What’s the true value of crypto? It lays bare the lies of libertarians

Former FTX CEO Sam Bankman-Fried leaving a Manhattan court hearing for fraud charges, on 3 January.
Markets have never been free; they are social spaces … Former FTX CEO Sam Bankman-Fried leaving a Manhattan court hearing for fraud charges, on 3 January. Photograph: David Dee Delgado/Reuters

I’ve laboured hard not to engage with cryptocurrency, to turn the page on its scandals and file its many bin fires under “fools and their money being easily parted”. But this has been a mistake, because the story is just getting good.

The PayPal cofounder Peter Thiel said in 2020 that crypto was one of two poles of technological conflict, the other being artificial intelligence. AI could “theoretically make it possible to centrally control an entire economy” while crypto “holds out the prospect of a decentralised and individualised world”. He concluded that AI is communist and crypto is libertarian; it was unnecessary to add which of those he thought was better.

Parking for the time being how communist AI is, let’s take that last bit as read. Naturally, if you unshackle a currency from the state and don’t regulate it, that’s a pretty libertarian proposition. You might even call it the ultimate free market. So how’s that panning out for you, lads? Or should I say bros?

Three years after Thiel’s prophecy, Sam Bankman-Fried has resigned from the cryptocurrency exchange he founded and FTX has filed for bankruptcy.

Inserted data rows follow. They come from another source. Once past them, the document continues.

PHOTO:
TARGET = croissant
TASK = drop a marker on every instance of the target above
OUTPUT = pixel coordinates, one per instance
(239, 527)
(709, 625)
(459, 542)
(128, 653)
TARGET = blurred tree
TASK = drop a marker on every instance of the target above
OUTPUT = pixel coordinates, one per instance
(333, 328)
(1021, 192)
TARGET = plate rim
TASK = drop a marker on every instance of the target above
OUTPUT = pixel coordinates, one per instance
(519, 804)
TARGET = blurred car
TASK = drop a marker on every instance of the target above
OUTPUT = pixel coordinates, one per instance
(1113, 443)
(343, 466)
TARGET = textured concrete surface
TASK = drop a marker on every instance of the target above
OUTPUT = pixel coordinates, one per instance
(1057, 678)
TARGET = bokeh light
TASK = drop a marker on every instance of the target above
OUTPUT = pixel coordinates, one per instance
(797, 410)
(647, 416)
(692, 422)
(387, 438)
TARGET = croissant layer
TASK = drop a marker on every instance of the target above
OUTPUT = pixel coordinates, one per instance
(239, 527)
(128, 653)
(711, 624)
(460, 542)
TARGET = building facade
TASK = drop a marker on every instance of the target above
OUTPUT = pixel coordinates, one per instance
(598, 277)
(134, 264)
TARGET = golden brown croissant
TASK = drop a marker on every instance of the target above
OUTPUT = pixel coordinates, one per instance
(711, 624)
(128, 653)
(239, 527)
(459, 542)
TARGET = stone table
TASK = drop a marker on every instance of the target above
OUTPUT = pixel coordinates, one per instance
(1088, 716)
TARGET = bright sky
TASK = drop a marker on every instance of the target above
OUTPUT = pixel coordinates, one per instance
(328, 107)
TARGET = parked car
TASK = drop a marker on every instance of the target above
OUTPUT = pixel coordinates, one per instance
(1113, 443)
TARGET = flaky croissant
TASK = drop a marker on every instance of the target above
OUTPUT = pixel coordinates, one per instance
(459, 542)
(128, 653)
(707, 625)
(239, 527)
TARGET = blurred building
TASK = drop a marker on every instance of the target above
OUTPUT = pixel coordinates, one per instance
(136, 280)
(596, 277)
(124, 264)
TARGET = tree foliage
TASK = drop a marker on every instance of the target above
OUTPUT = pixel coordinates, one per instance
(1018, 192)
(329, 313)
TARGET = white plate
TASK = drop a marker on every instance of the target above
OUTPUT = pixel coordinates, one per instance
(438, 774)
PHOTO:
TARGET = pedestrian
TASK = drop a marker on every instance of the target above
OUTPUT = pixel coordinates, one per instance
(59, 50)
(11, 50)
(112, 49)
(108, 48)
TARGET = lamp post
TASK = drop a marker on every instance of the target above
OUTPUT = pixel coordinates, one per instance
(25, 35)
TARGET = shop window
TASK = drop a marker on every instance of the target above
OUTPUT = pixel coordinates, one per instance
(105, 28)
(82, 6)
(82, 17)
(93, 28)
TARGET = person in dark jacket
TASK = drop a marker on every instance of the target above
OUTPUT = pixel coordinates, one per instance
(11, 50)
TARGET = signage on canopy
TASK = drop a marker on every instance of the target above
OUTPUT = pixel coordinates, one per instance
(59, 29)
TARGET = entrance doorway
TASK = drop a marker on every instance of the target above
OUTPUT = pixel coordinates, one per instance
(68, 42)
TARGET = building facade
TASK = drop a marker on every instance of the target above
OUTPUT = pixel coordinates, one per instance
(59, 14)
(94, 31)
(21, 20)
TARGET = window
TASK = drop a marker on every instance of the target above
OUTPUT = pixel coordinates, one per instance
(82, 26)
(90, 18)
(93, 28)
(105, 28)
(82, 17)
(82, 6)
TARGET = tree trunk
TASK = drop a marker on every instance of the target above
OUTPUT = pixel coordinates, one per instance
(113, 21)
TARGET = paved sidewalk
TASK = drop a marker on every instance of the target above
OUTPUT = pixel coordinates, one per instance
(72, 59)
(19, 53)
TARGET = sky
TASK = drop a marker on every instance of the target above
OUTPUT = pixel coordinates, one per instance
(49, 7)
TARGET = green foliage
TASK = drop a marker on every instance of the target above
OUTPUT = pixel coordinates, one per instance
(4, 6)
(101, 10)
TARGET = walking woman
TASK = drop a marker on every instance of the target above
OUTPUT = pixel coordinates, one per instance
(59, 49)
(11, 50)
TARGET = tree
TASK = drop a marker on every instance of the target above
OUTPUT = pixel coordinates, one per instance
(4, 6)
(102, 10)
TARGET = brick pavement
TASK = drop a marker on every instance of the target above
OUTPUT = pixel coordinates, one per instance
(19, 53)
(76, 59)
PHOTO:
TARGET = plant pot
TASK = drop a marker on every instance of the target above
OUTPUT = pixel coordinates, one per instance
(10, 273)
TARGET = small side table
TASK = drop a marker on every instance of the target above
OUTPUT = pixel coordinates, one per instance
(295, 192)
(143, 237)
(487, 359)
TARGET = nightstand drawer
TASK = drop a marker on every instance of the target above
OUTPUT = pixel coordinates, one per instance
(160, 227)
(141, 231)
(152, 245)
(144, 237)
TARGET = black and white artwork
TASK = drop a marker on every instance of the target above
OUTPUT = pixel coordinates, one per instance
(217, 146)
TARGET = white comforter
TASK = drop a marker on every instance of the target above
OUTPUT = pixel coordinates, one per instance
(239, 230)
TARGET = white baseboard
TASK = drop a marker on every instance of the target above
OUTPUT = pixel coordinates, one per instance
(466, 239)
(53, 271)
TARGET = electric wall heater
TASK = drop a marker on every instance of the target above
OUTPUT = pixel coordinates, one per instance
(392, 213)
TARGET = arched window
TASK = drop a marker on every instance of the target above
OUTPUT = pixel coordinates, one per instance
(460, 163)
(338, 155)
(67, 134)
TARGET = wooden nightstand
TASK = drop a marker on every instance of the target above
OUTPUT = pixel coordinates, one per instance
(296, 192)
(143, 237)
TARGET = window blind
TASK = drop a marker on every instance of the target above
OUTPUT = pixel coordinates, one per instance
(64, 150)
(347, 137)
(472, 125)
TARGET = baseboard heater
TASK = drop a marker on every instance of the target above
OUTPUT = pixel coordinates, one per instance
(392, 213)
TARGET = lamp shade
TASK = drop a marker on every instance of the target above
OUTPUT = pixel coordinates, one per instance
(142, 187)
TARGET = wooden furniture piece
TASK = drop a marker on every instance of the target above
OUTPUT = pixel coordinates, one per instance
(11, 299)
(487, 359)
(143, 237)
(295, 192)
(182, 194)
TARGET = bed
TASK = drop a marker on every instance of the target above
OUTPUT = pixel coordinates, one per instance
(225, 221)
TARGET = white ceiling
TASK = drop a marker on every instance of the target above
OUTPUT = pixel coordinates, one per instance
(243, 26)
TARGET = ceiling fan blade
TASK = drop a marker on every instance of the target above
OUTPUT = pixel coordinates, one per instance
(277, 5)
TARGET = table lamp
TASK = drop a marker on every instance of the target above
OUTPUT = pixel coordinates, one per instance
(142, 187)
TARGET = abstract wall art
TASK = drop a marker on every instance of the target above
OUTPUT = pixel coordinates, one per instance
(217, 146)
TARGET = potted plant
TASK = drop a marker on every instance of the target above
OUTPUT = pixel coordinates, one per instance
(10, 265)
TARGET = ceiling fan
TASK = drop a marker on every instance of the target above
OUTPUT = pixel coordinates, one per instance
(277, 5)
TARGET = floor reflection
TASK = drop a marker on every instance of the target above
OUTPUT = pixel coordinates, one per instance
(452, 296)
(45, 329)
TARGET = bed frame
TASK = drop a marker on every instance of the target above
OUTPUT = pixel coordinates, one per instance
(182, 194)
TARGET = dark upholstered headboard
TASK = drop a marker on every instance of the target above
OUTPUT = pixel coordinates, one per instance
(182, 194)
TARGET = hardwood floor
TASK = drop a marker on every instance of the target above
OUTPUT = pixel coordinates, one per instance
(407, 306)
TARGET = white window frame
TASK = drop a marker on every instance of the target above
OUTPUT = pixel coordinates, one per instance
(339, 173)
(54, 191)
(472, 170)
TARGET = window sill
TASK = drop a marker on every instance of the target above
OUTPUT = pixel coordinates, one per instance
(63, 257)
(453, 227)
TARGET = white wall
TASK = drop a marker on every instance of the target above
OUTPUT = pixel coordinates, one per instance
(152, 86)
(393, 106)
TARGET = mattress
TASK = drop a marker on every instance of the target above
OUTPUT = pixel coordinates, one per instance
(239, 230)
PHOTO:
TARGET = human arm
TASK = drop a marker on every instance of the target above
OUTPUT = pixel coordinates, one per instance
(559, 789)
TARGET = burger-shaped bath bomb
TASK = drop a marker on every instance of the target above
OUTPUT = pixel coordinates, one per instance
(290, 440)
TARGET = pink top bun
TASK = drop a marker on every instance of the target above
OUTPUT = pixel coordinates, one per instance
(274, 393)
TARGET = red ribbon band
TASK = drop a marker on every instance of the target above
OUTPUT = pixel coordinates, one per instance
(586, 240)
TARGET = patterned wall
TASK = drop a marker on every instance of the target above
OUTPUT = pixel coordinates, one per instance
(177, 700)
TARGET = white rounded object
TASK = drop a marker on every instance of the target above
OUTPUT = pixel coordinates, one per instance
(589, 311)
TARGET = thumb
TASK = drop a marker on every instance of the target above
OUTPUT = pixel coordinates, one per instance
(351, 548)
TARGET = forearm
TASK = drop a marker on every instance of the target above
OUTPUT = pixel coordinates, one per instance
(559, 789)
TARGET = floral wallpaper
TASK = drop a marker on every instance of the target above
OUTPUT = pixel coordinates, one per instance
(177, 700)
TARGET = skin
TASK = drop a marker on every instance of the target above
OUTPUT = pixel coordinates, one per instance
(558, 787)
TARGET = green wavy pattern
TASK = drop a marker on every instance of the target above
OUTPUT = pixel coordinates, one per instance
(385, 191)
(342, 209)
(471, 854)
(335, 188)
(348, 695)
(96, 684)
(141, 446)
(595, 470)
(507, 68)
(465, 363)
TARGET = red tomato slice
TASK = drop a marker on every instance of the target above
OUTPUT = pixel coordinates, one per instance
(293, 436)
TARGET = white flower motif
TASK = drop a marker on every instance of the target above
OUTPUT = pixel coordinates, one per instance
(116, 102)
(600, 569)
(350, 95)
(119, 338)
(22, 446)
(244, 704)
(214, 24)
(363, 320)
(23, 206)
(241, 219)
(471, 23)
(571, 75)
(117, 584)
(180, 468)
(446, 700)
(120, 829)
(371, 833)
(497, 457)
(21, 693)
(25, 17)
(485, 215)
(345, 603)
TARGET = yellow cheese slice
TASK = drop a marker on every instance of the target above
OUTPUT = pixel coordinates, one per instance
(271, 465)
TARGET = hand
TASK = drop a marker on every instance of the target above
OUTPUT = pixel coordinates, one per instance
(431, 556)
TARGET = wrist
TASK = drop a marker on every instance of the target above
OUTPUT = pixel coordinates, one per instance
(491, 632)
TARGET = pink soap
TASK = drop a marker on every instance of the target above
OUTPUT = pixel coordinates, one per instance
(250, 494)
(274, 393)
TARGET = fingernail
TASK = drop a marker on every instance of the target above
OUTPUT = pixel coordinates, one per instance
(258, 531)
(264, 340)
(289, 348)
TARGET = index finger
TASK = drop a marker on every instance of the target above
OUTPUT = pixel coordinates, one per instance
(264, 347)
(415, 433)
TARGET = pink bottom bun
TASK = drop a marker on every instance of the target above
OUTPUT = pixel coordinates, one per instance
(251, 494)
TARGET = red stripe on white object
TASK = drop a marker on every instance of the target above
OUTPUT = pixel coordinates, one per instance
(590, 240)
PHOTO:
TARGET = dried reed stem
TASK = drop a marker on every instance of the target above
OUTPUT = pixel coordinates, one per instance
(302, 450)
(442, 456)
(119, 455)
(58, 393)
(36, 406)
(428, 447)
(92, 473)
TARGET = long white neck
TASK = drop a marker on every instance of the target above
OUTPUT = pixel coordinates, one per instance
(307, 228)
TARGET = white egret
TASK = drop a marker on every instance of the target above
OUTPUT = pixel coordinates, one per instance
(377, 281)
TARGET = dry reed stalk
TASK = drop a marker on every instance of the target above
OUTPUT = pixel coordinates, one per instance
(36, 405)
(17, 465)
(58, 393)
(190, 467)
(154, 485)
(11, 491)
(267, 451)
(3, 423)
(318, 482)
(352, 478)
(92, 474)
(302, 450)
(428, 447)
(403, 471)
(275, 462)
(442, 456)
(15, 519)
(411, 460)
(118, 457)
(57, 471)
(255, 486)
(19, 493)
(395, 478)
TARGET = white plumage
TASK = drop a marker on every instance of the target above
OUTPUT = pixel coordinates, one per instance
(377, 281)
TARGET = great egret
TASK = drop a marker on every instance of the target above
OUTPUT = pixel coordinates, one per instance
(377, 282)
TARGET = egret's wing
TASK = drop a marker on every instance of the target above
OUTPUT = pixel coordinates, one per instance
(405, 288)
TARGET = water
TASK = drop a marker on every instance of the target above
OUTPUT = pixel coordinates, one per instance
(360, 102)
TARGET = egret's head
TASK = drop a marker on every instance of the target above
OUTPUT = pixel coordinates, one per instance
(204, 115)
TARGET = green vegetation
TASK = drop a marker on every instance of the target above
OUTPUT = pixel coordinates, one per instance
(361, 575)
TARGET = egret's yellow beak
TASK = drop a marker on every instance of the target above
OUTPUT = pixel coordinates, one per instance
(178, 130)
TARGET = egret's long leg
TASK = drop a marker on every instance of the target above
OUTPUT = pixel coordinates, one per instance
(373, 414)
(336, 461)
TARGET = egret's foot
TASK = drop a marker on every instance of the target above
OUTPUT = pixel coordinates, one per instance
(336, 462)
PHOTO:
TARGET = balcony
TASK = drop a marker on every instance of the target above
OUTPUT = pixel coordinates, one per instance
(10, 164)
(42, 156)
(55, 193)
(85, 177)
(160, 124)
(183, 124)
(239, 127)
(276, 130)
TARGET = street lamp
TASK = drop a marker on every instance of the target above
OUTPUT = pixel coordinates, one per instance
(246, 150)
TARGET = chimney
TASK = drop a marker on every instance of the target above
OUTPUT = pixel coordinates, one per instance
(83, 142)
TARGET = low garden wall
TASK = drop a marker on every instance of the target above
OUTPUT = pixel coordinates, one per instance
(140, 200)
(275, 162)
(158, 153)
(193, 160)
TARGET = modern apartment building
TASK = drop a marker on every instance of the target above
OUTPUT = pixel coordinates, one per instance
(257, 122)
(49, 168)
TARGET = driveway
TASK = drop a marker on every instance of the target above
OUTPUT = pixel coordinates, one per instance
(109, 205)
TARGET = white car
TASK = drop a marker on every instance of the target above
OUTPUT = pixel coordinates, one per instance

As Bankman-Fried continues to proclaim his innocence, investigators point in court to a $65bn (£53bn) backdoor between his two companies; they’ve also identified tens of millions of dollars of spending on hotels, travel, food and luxury items in under a year.

No question, there will be technical details in here that are hard to understand, but there is a principle that is very easily grasped, that is as universal and intuitive as time itself. Markets have never been free: they are social spaces and, as such, have always been governed by rules, which – since the first time a snake-eyed trader tried to cut flour with chalk – work because they are formally determined. Take away those rules and soon a greedy, clever person might take advantage. He won’t be able to help himself. He needs the rules as much as anyone else, if not more.

I think Thiel is right: crypto is the ultimate technology of libertarianism, the final frontier of discovery. He just missed the second footfall, which is that, through crypto, we will discover that libertarianism is bullshit.